There are some pretty significant differences between digital games and board games. Some games that work great in the digital realm fall flat in the real world, and some things don’t make the transition in the other way very well either. Still, paper prototyping is a great way to validate an idea, and it is a good sign if something works well even without a machine.
While playtesting, I realized that the triggering mechanism for an incursion makes a big difference in how it feels. Traditionally in tower defense games, the player alternates between constructing defenses and operating them (actively or passively) against regularly scheduled waves of intruders. For example, in “The Last Spell,” the player builds structures and upgrades their heroes during the day and then deploys them against the monsters that attack every night. I initially approached my design this way since it is about defending a dungeon against heroes.
The problem is that this leaves the player very little control over where the heroes enter the dungeon. A big part of the game is engineering encounters to maximize the effectiveness of the monster and room combinations. If the heroes can enter the dungeon anywhere, the player has little control over their path. Seeing where the heroes enter ahead of time doesn’t help much either because the player can’t rearrange their rooms to account for it.
So instead, I tried letting players trigger the incursions. I added “staircase” tiles around the map, and whenever a player would connect to a staircase tile, heroes would invade. The player’s incentive to go after staircases was that defeating heroes was necessary to win. The resulting game felt much more interesting to me. The player is still playing defense, but now they control when and where they fight the heroes.

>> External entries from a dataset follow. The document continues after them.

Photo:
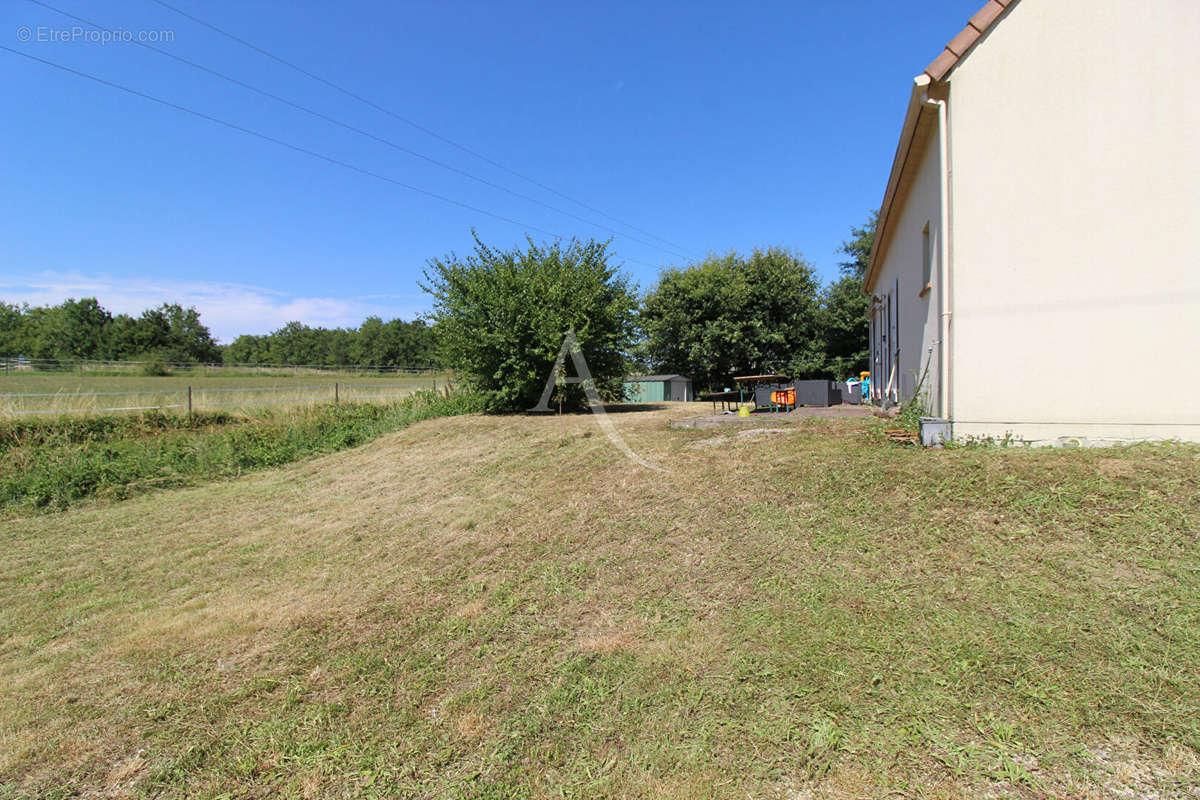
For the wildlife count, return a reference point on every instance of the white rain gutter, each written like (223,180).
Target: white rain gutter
(945,283)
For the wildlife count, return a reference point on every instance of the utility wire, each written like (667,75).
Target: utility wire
(295,148)
(408,121)
(357,130)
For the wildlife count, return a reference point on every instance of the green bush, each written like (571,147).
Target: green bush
(501,318)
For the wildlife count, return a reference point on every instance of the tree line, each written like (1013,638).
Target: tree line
(84,329)
(499,317)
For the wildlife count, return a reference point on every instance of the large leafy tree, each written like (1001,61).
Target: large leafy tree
(501,317)
(858,247)
(844,306)
(735,314)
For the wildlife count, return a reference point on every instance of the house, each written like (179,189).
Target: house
(657,389)
(1036,270)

Roguelike games tend to have a proactive aesthetic, where the player is constantly advancing spatially towards a goal. Reactive gameplay clashes with this. I tried out “Tower Tactics: Liberation,” a tower defense roguelike, and found this contradiction to stand out. You move from place to place, and in each location, you set up towers and defend against waves of enemies, but the contrast between the map movement and the lane defense is a little jarring. By flipping the script so that the heroes react to the player’s incursion, I hope to align the high-level gameplay aesthetic of conquering land after land with the lower-level conquest of a single kingdom.
Giving the players complete control of hero incursions also has implications for what happens when the heroes invade. Deterministic combat allows players to calculate the exact results of triggering a battle rather than relying on their heuristics. I want to avoid this because it is tedious for the player. Also, with more control over the path the heroes take comes the obligation to make the associated decisions more interesting. I think my current combat system is too plain to justify this, so I am starting to think about more interesting mechanics for combat. I will most likely want a puzzle of some sort.

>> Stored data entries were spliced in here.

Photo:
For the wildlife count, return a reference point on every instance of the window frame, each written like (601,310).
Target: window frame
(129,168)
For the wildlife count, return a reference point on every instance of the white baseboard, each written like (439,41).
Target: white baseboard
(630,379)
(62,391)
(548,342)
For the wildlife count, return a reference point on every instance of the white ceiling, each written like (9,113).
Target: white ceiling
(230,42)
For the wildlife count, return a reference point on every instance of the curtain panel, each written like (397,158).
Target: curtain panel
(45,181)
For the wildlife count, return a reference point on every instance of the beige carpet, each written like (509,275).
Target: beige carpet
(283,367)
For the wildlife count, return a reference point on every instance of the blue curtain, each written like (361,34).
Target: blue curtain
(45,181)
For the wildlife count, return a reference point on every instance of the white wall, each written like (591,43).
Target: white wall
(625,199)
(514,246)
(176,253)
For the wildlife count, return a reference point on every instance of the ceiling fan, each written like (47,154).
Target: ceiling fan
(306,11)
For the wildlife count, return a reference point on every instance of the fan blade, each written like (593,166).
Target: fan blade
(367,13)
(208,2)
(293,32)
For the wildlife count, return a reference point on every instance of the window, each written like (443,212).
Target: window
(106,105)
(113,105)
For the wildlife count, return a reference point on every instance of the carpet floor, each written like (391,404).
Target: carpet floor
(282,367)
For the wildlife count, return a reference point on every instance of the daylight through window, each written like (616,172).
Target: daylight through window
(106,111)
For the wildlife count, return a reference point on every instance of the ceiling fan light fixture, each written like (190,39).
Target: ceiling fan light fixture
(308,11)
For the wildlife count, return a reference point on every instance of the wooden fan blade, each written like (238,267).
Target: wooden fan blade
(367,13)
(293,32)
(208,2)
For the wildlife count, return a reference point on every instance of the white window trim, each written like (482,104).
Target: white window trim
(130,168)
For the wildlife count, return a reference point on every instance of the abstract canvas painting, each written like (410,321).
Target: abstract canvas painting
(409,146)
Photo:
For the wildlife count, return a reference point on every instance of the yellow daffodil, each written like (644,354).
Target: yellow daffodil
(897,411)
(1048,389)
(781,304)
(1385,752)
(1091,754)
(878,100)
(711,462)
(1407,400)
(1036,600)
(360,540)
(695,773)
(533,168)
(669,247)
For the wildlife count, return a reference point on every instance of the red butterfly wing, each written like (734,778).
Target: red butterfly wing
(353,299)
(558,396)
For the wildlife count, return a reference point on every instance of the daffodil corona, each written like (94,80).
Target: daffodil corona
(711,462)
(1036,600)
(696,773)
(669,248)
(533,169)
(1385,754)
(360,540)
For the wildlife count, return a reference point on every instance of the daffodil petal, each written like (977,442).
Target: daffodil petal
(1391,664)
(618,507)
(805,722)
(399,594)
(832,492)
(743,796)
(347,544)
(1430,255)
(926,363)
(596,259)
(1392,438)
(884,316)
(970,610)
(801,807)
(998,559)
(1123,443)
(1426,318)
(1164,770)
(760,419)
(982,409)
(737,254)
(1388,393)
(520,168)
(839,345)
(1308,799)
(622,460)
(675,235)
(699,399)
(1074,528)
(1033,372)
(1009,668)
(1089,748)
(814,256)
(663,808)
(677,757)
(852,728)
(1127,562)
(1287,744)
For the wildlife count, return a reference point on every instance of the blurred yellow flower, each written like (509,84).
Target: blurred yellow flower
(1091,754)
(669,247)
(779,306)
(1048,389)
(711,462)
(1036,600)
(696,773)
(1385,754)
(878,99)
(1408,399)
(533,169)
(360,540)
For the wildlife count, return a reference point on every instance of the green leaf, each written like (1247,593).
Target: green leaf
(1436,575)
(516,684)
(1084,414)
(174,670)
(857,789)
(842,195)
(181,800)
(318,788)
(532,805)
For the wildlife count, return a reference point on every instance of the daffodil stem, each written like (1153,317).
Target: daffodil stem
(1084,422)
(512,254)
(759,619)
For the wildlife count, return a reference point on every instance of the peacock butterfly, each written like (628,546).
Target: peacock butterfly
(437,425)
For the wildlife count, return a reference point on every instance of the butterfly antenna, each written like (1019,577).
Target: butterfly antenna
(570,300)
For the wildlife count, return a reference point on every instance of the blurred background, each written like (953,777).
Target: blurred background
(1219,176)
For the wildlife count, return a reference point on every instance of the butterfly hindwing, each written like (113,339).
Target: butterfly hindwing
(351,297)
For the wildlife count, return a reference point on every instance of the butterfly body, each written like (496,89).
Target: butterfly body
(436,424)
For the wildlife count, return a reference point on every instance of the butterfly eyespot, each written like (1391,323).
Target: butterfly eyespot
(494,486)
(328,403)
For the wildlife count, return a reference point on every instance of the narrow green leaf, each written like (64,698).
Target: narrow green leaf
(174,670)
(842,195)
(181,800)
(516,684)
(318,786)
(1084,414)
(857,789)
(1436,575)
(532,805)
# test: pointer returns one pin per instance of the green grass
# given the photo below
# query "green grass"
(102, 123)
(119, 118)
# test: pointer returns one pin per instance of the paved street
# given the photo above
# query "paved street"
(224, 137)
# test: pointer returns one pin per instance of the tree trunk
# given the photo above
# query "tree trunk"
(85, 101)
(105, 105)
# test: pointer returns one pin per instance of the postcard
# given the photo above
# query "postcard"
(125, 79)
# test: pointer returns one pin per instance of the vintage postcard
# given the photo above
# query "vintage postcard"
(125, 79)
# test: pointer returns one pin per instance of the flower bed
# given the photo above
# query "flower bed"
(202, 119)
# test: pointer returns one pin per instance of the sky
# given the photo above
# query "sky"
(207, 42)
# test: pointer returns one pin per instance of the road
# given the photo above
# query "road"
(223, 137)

Another problem that I solved through paper playtesting was how to handle monster recruitment. My previous system involved buying monsters from a pool of available ones, with new monsters unlocked by building specific types of rooms. That has three problems: First, it obligates the design of a matching room or monster even when it doesn’t necessarily make sense. Second, players already draft rooms, and doing the same for monsters feels repetitive. Third, it doesn’t interact very much with the tile-placement mechanics that are central to the game.
The solution turned out to be very simple – monsters, like gold, start each level embedded in the map. When you cover them with a tile, they join your dungeon. Now I can design monsters independently from rooms and even associate them with map types, and monster drafting interacts with room placement to enhance both.
To “mine” monsters out of the ground implies that monsters are a finite resource. Limited upgrades for monsters also make sense since they feel less generic than they would under a drafting system.